Zarqawi warns fight goes on

news2_26_4.jpgBAGHDAD (Reuters) — Al Qaeda leader in Iraq Abu Mussab Zarqawi said in a rare video on Tuesday his mujahedeen were fighting on in the three-year-old war against the “crusader enemy” and America was behind efforts to form a new government.

“Your mujahedeen sons were able to confront the most ferocious of crusader campaigns on a Muslim state,” a black-clad Zarqawi said in the video posted on the Internet. “They have stood in the face of this onslaught for three years.” Zarqawi, who wore a green vest and had an assault rifle beside him, issued previous messages via audio recordings, and a statement from the Al Qaeda affiliated Mujahedeen Council accompanying the tape said it was his first video.

The message from Zarqawi, who has kept a low profile for months and has been written off by some Iraqi leaders, appeared two days after an audiotape from Osama Ben Laden and one day after bombs in the Egyptian Sinai resort of Dahab killed at least 18 people. Some say Zarqawi is a spent force, but Western intelligence sources say he has simply shifted tactics from attacking US-led forces to targeting Iraqi troops.

Prime Minister-designate Jawad Maliki is forming a government of national unity to combat the insurgency and the mounting sectarian violence that threatens to drag the fledgling democracy into civil war.

Talks on new government

He has less than four weeks to present a Cabinet list to parliament for approval, but has said he will deliver it early.
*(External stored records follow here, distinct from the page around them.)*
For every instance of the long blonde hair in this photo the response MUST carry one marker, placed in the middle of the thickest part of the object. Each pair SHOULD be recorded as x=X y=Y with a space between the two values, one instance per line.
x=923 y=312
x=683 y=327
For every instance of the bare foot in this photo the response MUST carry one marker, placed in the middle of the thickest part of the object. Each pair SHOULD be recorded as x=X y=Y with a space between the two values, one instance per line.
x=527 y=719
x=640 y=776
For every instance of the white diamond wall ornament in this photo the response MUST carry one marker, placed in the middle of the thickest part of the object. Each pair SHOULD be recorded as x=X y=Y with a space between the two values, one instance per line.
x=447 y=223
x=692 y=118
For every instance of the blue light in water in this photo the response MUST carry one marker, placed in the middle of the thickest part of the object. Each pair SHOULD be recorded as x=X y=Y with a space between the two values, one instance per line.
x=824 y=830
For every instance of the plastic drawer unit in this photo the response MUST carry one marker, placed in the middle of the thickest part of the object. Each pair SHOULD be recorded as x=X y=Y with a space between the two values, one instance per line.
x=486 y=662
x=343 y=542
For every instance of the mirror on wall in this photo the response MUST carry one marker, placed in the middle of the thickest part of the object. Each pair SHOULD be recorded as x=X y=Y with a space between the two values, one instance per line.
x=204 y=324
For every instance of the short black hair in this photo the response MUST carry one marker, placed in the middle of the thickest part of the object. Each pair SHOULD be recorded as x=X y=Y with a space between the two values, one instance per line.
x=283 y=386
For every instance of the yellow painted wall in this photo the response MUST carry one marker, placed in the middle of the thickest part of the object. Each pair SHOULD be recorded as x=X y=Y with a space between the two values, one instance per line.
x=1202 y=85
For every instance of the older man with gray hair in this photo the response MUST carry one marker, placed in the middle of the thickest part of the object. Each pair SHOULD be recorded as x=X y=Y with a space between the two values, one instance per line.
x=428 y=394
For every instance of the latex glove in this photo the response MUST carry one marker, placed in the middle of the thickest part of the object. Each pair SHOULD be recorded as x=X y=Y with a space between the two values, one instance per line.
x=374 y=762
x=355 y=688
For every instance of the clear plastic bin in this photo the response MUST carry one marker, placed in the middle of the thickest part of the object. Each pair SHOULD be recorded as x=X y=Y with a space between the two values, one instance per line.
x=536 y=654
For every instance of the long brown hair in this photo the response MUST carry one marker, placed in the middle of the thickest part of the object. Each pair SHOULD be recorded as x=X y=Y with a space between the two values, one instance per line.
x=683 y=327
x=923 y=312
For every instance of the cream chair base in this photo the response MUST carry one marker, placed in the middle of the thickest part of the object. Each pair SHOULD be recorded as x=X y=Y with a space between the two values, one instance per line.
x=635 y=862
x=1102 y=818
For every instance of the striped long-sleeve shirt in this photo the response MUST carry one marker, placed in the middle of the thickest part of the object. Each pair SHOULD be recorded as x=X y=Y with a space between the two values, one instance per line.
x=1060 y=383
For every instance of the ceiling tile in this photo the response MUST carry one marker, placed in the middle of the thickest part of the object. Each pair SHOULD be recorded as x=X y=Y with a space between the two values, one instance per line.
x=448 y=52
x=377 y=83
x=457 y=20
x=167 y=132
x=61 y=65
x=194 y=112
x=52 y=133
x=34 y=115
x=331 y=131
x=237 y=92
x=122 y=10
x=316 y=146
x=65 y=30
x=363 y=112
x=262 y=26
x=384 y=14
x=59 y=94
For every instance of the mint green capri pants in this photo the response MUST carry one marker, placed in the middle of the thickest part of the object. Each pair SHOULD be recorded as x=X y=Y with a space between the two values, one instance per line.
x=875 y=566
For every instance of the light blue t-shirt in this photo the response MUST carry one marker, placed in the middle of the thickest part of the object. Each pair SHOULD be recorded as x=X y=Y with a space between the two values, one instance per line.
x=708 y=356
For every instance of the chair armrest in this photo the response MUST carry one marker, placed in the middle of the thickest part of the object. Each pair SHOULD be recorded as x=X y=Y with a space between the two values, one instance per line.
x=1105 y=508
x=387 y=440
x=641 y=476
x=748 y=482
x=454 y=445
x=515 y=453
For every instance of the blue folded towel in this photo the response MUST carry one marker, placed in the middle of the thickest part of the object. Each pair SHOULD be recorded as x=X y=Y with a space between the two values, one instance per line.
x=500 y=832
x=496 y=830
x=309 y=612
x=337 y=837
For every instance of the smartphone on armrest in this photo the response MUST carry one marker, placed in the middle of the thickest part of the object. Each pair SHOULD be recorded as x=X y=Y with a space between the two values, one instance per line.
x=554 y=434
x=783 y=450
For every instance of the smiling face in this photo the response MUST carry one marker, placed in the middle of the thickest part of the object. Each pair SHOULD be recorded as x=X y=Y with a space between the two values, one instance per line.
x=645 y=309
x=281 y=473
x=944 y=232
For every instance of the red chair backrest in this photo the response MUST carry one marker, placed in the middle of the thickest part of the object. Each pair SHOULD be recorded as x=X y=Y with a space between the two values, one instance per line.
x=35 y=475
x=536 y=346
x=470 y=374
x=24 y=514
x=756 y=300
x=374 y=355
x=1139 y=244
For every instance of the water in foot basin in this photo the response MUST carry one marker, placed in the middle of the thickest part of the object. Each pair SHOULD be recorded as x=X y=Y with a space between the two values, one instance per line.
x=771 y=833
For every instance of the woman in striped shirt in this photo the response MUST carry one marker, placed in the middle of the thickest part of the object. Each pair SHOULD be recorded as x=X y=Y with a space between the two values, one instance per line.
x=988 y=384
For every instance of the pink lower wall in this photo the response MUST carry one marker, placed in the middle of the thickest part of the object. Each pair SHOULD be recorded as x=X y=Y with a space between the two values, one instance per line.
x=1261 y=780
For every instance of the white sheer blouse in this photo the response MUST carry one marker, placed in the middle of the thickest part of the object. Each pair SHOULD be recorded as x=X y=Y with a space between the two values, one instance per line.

“If God is willing, I am setting myself a timetable of 15 days to finish forming the Cabinet and deliver it to the parliament,” he told Iraqiya television late on Monday.

In remarks aired on Iraqiya on Tuesday, he said he had begun talks with other parties on a coalition administration.

Maliki’s appointment by President Jalal Talabani last Saturday ended a four-month deadlock and has raised hopes a rainbow coalition embracing the Shiite Muslim majority along with Sunni Arabs and Kurds can bring peace and stability.

US President George W. Bush, whose opinion poll ratings have slumped to the lowest of his presidency amid US public disenchantment with the war, has welcomed Maliki’s appointment as a historic moment for Iraq.

US forces are engaged in heroic efforts to help Iraq succeed, he said in Washington. “We’re on our way to victory.” There are 130,000 US troops in Iraq.

“We’ve got more work to do. But the people — our troops need to know and those working in the field need to know — that there is a bipartisan desire for us to be successful in this very important theatre in the war on terror.” Washington has said a government of national unity will strengthen Iraq and improve its ability to maintain its own security, paving the way for some US troops to go home.

But US Ambassador to Iraq Zalmay Khalilzad, who led Washington’s very public effort to push politicians into agreement, warned Americans to prepare for a long engagement in Iraq and the Middle East.

“We must perhaps reluctantly accept that we have to help this region become a normal region, the way we helped Europe and Asia in another era,” he told The Los Angeles Times. “Now it’s this area from Pakistan to Morocco that we should focus on.

Baghdad has been hit by a string of bombings this week, the latest on Tuesday in a minibus near a crowded market, killing two people. Gunmen also killed a senior judge in the capital.

Sectarian violence has soared since the February bombing of a major Shiite shrine.